2023-05-12 06:11:13 ET
Summary
- Magnite reports Q1 results that were more than satisfactory.
- Investors latched onto the idea that CTV could once again reaccelerate. After growing by 10% y/y in Q1, it's expected to grow 12% y/y in Q2.
- Magnite's balance sheet remains substantially leveraged.
Investment Thesis
Magnite ( MGNI ) is a leading supply-side advertising platform (''SSP''). In plain English, this means that Magnite is a commoditized brokerage platform where advertising space can be bought.
The way to think about Magnite, is the same as you'd buy a stock via your brokerage firm. But what Magnite is attempting to deliver is more in the way of programmatic inventory.
This means that rather than negotiating via direct sales for advertising space, brands, and ad agencies are able to rely on programmatic advertising to maximize ROIs for advertising, by lowering their advertising costs.
The stock is not a clear-cut buy, as there continues to be a lot of headwinds that Magnite has to overcome, particularly with regards to how it balances growth, while at the same time delivering its balance sheet.
All that being said, I believe that investors' expectations have been sufficiently suppressed, that anything that isn't strictly bad news , investors are more than willing to give Magnite a pass on.
Why Magnite? Why Now?
Magnite is an adtech business. A sector that has been remarkably out of favor with investors. Why? Because recession fear continues to pervade the market leading Magnite's share price to be very volatile.
For context, consider the graphic below which highlights Magnite's different advertising channels.
What we can see right now is that CTV makes up around 40% of the total business.
And that's the key area that Magnite is putting the bulk of its resources behind. The main question for investors is this, can Magnite as a leading supply-side platform continue to outgrow its peers and take market share? In an effort to assuage investors' concerns, this is what Magnite opened its earnings call with:
Our growth and outperformance relative to walled gardens and numerous peers in Q1 is further evidence that our strategy is working and there is a big opportunity for a leading sell-side platform to serve the open Internet. It is most evident in CTV. (emphasis added)
Before going further, let's attempt to understand what Magnite is trying to benefit from. Magnite seeks to be able to monetize CTV and other digital surfaces, including mobile, so that brands can advertise away from the walled gardens of advertising.
There's been a crack made in the advertising walled gardens. Meaning that to reach viewers, particularly on CTV, brands are being forced to opt for players with substantial inventory but not necessarily on Alphabet's ( GOOG )( GOOGL ), Meta ( META ), or Amazon's ( AMZN ) properties. However, before readers get too excited, I should remind readers that these walled garden players have ample wherewithal to ensure they remain dominant in digital advertising.
Revenue Growth Rates Continue To Trickle Along
Magnite's growth rates are not magnificent, but rather middle-of-the-road, with about 10% revenue growth rates including Traffic Acquisition Costs.

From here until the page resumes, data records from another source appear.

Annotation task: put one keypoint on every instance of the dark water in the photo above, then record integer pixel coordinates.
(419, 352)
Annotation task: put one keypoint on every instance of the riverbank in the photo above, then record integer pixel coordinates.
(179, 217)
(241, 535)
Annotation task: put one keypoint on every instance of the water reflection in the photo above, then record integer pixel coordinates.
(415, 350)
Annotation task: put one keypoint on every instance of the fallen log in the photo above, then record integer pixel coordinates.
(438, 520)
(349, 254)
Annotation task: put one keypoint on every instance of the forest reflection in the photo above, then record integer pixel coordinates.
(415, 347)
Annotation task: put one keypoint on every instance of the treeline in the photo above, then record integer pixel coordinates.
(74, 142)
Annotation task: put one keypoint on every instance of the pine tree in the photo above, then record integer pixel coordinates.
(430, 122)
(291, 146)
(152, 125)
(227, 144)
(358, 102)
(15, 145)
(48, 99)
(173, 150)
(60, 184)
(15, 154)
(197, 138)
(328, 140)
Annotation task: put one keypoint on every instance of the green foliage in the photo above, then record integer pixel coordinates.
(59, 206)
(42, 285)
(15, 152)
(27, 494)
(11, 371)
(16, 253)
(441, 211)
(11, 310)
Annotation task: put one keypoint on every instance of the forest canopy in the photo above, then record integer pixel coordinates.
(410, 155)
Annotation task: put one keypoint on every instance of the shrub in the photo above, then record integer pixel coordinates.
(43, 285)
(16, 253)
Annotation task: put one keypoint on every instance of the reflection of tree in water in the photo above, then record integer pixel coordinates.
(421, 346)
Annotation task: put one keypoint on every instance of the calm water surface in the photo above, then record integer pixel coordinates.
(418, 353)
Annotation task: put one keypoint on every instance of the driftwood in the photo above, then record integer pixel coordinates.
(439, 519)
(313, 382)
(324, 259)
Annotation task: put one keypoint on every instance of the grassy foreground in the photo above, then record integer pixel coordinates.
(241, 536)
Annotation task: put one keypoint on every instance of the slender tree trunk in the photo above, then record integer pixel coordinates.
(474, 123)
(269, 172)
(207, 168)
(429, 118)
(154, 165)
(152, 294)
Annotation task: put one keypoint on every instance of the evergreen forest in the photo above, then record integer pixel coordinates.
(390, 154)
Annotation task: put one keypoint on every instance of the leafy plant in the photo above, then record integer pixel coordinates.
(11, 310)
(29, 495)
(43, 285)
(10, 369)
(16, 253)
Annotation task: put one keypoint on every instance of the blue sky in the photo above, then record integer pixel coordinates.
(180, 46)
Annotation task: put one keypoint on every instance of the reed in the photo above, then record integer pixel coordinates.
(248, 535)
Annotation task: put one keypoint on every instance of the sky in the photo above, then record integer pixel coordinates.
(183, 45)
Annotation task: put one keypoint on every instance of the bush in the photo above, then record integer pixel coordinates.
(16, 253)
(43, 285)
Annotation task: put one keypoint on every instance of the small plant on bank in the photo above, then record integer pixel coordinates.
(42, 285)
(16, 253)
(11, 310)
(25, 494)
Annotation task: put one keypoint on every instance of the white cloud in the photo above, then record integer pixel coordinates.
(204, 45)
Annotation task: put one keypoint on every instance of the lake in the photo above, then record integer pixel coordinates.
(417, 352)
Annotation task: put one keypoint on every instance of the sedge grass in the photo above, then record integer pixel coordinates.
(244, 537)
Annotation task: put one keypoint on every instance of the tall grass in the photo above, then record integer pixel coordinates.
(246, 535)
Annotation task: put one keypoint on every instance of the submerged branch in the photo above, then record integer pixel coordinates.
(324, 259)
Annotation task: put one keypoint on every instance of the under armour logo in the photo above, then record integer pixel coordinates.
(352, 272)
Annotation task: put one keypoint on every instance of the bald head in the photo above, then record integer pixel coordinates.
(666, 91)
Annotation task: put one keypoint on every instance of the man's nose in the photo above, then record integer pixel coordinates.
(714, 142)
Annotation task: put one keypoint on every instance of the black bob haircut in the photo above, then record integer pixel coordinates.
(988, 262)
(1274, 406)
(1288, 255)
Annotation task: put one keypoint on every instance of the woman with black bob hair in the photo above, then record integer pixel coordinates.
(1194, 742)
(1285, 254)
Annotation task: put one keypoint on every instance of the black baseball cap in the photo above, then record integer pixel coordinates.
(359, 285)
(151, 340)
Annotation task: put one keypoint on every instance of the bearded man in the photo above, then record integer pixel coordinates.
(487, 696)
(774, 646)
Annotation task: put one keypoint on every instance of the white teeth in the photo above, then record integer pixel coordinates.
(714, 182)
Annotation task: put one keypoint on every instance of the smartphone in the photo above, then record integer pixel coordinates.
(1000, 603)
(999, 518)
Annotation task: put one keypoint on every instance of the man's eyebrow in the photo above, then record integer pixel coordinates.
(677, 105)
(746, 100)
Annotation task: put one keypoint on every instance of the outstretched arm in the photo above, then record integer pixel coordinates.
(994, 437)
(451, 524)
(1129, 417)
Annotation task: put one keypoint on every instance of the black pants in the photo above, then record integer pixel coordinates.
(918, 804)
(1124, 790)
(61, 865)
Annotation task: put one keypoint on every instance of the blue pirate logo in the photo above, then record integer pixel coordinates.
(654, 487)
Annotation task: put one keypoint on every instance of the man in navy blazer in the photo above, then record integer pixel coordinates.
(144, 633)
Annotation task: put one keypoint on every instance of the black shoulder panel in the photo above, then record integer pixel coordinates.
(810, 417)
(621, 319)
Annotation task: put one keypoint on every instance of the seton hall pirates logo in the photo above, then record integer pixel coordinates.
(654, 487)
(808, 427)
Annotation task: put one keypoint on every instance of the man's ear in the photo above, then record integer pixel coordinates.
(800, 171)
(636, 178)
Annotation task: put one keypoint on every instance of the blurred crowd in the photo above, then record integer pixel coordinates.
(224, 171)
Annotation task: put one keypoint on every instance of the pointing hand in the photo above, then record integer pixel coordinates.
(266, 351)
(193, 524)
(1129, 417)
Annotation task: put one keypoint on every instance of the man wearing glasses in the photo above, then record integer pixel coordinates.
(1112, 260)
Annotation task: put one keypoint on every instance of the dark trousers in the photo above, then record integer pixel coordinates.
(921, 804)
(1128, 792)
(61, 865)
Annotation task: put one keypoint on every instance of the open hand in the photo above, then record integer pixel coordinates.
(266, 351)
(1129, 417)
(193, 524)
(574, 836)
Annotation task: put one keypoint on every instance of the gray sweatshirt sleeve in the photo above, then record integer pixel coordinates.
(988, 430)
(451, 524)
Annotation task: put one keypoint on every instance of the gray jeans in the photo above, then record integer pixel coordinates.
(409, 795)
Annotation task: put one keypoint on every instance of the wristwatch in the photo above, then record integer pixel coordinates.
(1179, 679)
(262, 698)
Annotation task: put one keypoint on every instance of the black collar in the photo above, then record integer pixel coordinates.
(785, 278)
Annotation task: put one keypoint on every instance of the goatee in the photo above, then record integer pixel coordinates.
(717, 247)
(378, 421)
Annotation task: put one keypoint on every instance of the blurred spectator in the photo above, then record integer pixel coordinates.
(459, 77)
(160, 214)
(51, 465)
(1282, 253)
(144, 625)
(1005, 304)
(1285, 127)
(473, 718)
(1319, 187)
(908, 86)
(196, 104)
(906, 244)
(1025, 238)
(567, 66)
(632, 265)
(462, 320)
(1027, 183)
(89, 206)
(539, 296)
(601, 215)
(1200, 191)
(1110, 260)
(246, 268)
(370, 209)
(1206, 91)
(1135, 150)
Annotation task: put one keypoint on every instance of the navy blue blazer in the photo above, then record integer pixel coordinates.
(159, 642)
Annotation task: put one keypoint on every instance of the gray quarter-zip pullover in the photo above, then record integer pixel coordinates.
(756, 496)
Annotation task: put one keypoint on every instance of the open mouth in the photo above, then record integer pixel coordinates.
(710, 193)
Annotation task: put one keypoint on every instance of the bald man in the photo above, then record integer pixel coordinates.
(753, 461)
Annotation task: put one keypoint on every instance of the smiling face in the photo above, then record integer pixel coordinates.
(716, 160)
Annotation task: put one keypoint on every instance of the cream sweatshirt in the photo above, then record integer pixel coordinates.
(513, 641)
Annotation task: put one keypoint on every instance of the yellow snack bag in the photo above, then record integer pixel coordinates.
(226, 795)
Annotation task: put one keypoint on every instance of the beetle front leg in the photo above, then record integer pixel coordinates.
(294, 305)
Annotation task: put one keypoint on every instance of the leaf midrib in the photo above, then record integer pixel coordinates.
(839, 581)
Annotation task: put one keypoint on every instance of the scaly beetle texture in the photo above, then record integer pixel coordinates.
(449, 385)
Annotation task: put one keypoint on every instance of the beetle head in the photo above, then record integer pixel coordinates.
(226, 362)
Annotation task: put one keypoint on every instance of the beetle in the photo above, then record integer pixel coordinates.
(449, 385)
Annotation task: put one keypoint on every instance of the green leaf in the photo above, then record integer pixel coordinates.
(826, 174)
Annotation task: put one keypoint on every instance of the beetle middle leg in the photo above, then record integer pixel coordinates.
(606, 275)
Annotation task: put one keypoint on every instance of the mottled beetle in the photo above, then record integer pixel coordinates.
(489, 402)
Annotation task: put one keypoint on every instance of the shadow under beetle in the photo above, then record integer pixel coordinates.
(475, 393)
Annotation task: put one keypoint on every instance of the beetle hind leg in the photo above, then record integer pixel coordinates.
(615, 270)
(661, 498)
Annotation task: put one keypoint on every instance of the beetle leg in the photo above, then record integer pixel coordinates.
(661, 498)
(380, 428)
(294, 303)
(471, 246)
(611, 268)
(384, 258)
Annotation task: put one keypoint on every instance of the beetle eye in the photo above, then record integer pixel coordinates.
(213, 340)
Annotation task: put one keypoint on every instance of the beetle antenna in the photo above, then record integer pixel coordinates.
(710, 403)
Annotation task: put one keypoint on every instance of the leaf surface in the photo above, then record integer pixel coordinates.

However, given that the advertising market is as weak as it is, for Magnite to continue to guide that it's going to tick along at a steady rate into the end of 2023, has been welcomed by investors.
Arguably, the most compelling aspect to the bull case is the inroads that Magnite continues to make into the CTV market. In Q1 2023, CTV made just a nudge below 10% y/y growth rates. And looking ahead to Q2 2023, at the high end of the guidance, Magnite's CTV revenues could reach 12% y/y revenue growth rates.
Recall, Q4 2023 saw its CTV revenues growing at nearly 20% y/y. And at the time of the Q4 report, CTV was being guided for Q1 to grow by a paltry 7% y/y at the high end . For investors, given the hopes they had for Magnite's CTV prospects, for CTV to go from about 20% y/y growth rates, down to 7% y/y growth rates was not commensurate with a secular growth story.
However, when Magnite's Q1 ultimately was reported, CTV revenues grew by 10% and the guidance ahead for CTV points to 12% y/y revenue growth rates. In short, the CTV story can still have some room to positively impress investors.
This would be a reacceleration from Q1 and particularly welcome
MGNI Stock Valuation - 16x Forward Free Cash Flow
Magnite continues to assert as it has done in the previous quarter that it will report at least $100 million of free cash flow in 2023.
This puts the stock priced at 16x forward free cash flow. That's not an exaggerated multiple, by any stretch. But it is extended relative to other adtech players such as Digital Turbine ( APPS ) and PubMatic ( PUBM ).
Furthermore, compared with its peers, Magnite's balance sheet holds a significant amount of leverage.
More specifically, Magnite holds more than $400 million of net debt. Meaning that even if Magnite wished to pay down all its debt, it would take more than 4 years, assuming a stable advertising market, and longer if the advertising market were to weaken further.
The Bottom Line
The advertising sector is starting to show some green shoots of vitality. I'm not going to assert that everything is perfect. Far from it. But it appears to me that it's looking more healthy than it has in a very long time.